Logical possibility is not what makes something true. No, this only means it is possible! It is possible that I will be abducted by aliens within the next few minutes, that I am hallucinating the vast majority of my sensory experiences, or that electricity and radioactivity will suddenly behave differently than they do now. That does not make these things true. They are still of course logically possible because they do not contradict logical axioms or what follows from them, all of which cannot be anything other than true in themselves. All else hinges on them or is lesser than them. Many Christian apologists are not rationalists, though they all might pretend to be more than subjectivists hoping to arbitrarily persuade others with fallible evidences. In all of there emphasis on how many secondary sources reportedly agree that Jesus existed as a first century Jew, they might ignore the primary sources that are of true relevance, also avoiding the fact that logic is inherently true and historical evidences of any kind are not. Out of an obsession with subjective persuasion based on their own assumptions, they tend to wholly neglect the deepest of philosophical truths and issues that are of far more significance than whether random parts of Biblical narratives are historically documented (this too is significant, but far less so in many ways).

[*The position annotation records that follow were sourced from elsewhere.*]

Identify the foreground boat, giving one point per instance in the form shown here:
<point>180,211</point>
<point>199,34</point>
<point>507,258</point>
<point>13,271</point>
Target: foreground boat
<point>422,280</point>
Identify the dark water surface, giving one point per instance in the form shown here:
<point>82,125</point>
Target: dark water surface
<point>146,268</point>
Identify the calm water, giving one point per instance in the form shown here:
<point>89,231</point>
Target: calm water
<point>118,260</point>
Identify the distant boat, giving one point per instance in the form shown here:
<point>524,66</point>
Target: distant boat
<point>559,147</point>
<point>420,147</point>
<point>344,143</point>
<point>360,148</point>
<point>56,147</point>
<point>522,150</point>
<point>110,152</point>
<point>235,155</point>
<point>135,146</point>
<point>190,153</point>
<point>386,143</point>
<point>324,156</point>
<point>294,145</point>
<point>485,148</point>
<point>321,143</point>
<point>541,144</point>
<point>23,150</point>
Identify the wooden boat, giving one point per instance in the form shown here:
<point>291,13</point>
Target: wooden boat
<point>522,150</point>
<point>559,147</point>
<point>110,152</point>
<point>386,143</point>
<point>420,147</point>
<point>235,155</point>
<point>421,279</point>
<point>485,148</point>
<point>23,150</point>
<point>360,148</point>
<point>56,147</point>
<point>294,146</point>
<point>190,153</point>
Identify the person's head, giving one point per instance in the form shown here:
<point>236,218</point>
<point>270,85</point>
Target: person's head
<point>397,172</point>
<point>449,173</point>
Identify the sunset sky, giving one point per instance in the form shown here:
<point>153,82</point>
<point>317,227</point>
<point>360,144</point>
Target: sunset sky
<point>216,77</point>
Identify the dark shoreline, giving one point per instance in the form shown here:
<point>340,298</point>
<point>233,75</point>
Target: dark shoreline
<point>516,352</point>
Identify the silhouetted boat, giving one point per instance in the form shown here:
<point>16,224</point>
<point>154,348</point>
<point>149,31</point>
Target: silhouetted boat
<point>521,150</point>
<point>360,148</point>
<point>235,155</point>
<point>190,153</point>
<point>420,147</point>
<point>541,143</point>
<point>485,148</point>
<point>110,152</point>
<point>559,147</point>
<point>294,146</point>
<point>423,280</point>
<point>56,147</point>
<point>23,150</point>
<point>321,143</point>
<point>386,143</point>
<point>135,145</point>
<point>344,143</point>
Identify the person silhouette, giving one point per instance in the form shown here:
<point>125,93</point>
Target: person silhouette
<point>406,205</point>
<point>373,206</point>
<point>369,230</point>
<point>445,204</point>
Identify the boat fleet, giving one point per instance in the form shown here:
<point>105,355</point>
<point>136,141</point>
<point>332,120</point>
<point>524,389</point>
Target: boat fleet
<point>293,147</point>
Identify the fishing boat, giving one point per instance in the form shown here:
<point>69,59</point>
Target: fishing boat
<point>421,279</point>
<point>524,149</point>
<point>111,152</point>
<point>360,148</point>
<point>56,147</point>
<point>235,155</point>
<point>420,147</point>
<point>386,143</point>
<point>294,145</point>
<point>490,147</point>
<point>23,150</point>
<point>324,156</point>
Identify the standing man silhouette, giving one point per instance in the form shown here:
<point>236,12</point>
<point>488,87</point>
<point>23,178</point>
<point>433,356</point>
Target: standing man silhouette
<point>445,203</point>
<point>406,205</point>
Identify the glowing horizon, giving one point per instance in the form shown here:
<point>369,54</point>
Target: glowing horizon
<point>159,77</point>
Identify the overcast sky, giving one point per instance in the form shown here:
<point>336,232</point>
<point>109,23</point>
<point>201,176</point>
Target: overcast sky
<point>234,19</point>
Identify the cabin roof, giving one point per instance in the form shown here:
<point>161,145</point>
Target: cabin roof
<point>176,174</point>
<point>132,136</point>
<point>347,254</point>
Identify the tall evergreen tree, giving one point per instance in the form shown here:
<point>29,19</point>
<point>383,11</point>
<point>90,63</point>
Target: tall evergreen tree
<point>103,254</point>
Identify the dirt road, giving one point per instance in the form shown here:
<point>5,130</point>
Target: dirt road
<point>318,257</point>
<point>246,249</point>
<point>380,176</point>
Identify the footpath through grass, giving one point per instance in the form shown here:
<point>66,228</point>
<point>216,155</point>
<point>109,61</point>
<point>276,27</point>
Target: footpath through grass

Does the Bible, for instance, ever say that logical axioms are false or that they are created things (which would require that they were not true before their creation, an impossibility)? No! Neither Genesis 1 nor John 1 says God created everything, which would include himself and the intrinsic (or necessary) truths of logic. The latter only says that Christ and God jointly created all things that have been made (John 1:3) For the former, the Bible already says God preceded the universe, time, and human and animal creations, as well as angelic beings, though the last of these is ultimately only mentioned in passages like Ezekiel 28. Thus, the Bible would already contradict itself and thus be false if Yahweh is supposed to have created everything. Moreover, he could not have created himself, performing such an act or any act at all when he did not exist. That this is a logical impossibility is far more crucial than that it is a doctrine foreign to the Bible.
It is inherently impossible for logical axioms and the other necessary truths that follow from them to be anything other than true and thus in existence even if no deity had ever created or if God was to cease to exist. If the Bible was not consistent with such philosophical truths, then more foundational parts of its metaphysics would be impossible no matter how much historical evidence there is for things like the life, death, and resurrection of Jesus. It is an unfortunate fact that more Christian apologists do not simultaneously recognize the inherently true, metaphysically supreme, and epistemologically self-evident nature of logical axioms and that the more important issues of Christian apologetics are about Christianity's compatibility with rationalism, not its psychological relevance to modern life or its overlap with historical and scientific evidences, which are always potentially illusions and utterly secondary to reason anyway.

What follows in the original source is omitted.